The Supporting Organization would be organized as a separate corporation (or trust) under state law. Type I Supporting Organizations are described in Section 509(a) (3) of the Internal Revenue Code and, more specifically, in Treas. Reg. §1.509(a)-4(g) (1). The newly created supporting organization ("SO") would be "operated, supervised, or controlled" by the tax exempt entity ("Charity"). This degree of operation, supervision and control would be shown by the Charity having the right to appoint a majority of the SO’s officers and directors. In fact, the Charity and the SO can have identical officers and directors if desired. Thus, the Charity would have 100% control over the SO with respect to all of the SO’s policies, programs and activities. All of the SO’s revenue can pass solely to the Charity. This relationship is equivalent to a corporate parent and its wholly owned subsidiary in a for-profit context.

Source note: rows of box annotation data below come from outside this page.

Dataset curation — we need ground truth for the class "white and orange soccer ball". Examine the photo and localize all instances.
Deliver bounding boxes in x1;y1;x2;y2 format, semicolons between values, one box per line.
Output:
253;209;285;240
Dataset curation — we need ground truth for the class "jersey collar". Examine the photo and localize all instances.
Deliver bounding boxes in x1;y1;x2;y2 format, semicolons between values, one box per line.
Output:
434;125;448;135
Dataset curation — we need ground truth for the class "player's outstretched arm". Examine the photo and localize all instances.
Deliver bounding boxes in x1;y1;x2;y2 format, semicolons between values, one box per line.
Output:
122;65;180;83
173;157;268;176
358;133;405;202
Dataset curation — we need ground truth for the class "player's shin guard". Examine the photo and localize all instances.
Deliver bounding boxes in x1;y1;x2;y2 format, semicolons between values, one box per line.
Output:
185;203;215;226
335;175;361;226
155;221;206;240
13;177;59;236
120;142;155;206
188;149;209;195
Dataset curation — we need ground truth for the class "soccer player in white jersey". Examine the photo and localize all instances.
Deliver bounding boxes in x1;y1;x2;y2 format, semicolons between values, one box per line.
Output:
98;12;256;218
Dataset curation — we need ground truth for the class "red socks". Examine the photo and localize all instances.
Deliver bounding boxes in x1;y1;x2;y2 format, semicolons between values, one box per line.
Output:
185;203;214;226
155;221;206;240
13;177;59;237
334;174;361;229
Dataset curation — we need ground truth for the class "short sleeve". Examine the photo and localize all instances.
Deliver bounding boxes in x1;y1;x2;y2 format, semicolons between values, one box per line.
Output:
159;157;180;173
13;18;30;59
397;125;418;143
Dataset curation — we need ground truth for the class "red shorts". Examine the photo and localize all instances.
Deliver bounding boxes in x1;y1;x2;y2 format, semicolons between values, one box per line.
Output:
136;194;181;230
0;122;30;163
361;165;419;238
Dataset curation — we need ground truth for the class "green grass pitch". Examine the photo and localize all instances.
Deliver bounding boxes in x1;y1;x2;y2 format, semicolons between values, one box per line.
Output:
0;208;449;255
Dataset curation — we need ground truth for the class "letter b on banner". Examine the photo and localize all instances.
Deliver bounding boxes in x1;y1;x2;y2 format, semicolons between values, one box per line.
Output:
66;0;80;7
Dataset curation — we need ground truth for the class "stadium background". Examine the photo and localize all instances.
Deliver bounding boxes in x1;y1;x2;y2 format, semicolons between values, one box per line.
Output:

This Type I Supporting Organization design can shield the Charity from liability resulting from the property and its facilities. If there is a lawsuit against the SO arising from a tort on the property, the Charity's assets would be protected. Further, although there may be identity of officers and directors, this factor would not help a plaintiff pierce the corporate veil and impose liability against the Charity. See, e.g., United States Fire Insurance Company v. Allied Towing Corp., 966 F.2d 820 (4th Cir.1992), where the Court held that, where "no other justification for piercing the veil appears in the record," the fact that the two corporations "effectively have identical officers and directors [is] alone insufficient to permit the piercing of the corporate veil."
Thus, a Charity can create a non profit corporation under state law to own property and seek IRS approval as a Type I Supporting Organization. Once IRS approval is granted, it would be retroactive to the SO’s organization date under state law. This can help protect the Charity's assets.